4. Lubrication–deionized water, filtered water and suspensions, when used correctly can result in enhanced connector performance. The best solutions have very small particle sizes 20-60nm. The solution particle size should be at least half the size of the final polishing film. Solutions are used to decrease Return Loss by as much as 5dB. Be careful of colloidal based solutions. They tend to dry quickly and can destroy a polish if it is not removed from the connector end-face quickly. Also, place the solution is a dry area at room temperature. Guard solutions from cold temperatures. Many solutions loose their ability to improve performance as they become more solid (dense).
Tip–Dilute the solution. Any range of 2 to 5 parts filtered/deionized water to one part solution may improve your performance.

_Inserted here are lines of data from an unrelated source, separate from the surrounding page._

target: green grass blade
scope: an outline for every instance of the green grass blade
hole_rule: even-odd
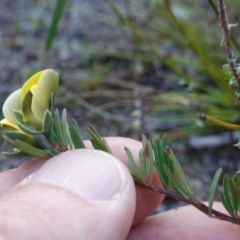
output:
[[[231,201],[231,192],[229,186],[229,178],[228,176],[224,176],[223,178],[223,194],[221,195],[221,201],[231,216],[234,216],[234,208]]]
[[[212,206],[213,206],[213,200],[214,200],[214,195],[215,195],[215,191],[217,188],[217,184],[219,182],[219,178],[221,176],[222,173],[222,169],[219,168],[217,170],[217,172],[215,173],[215,176],[213,178],[211,187],[210,187],[210,193],[209,193],[209,197],[208,197],[208,214],[211,215],[212,213]]]
[[[54,38],[56,36],[58,25],[61,20],[66,2],[67,2],[66,0],[57,0],[56,1],[55,9],[54,9],[53,16],[52,16],[52,22],[49,27],[46,42],[45,42],[45,51],[46,52],[48,52],[52,47],[52,44],[53,44]]]
[[[75,149],[85,148],[83,140],[74,126],[69,126],[69,132],[70,132],[71,142],[73,143]]]

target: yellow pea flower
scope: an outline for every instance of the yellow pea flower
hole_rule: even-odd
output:
[[[23,120],[41,126],[44,113],[50,108],[52,93],[58,90],[58,74],[46,69],[29,78],[21,89],[13,92],[3,104],[1,126],[19,130],[12,110],[21,110]]]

Mechanical polishing machines provide fiber cable manufacturers and original equipment manufacturers with an economical means of meeting high production requirements while maintaining the high quality levels that are demanded. While using polishing machines has become a necessity, it is important to use judgment in machine selection. It is reasonable that manufacturers be asked for objective evidence to back up performance claims (the existence of automatic test equipment that provides a printed copy of test results makes this possible), to provide references, and samples of your components for your own inspection. Don’t overlook the fact that this is still a dynamic and growing field. Connectors will change and processing techniques will improve. It is important to have equipment that can readily adapt to changes of connector configuration and polishing technique. And it is equally important that the equipment manufacturer be aware and involved in these developments, and communicates effectively with users of their equipment. High performance and economical manufacture represent a challenge to all of us in the industry, and it seems apparent that the challenge is being met effectively. It is an indication of a bright future for fiber optics communications, a future in which a company that is properly prepared can prosper.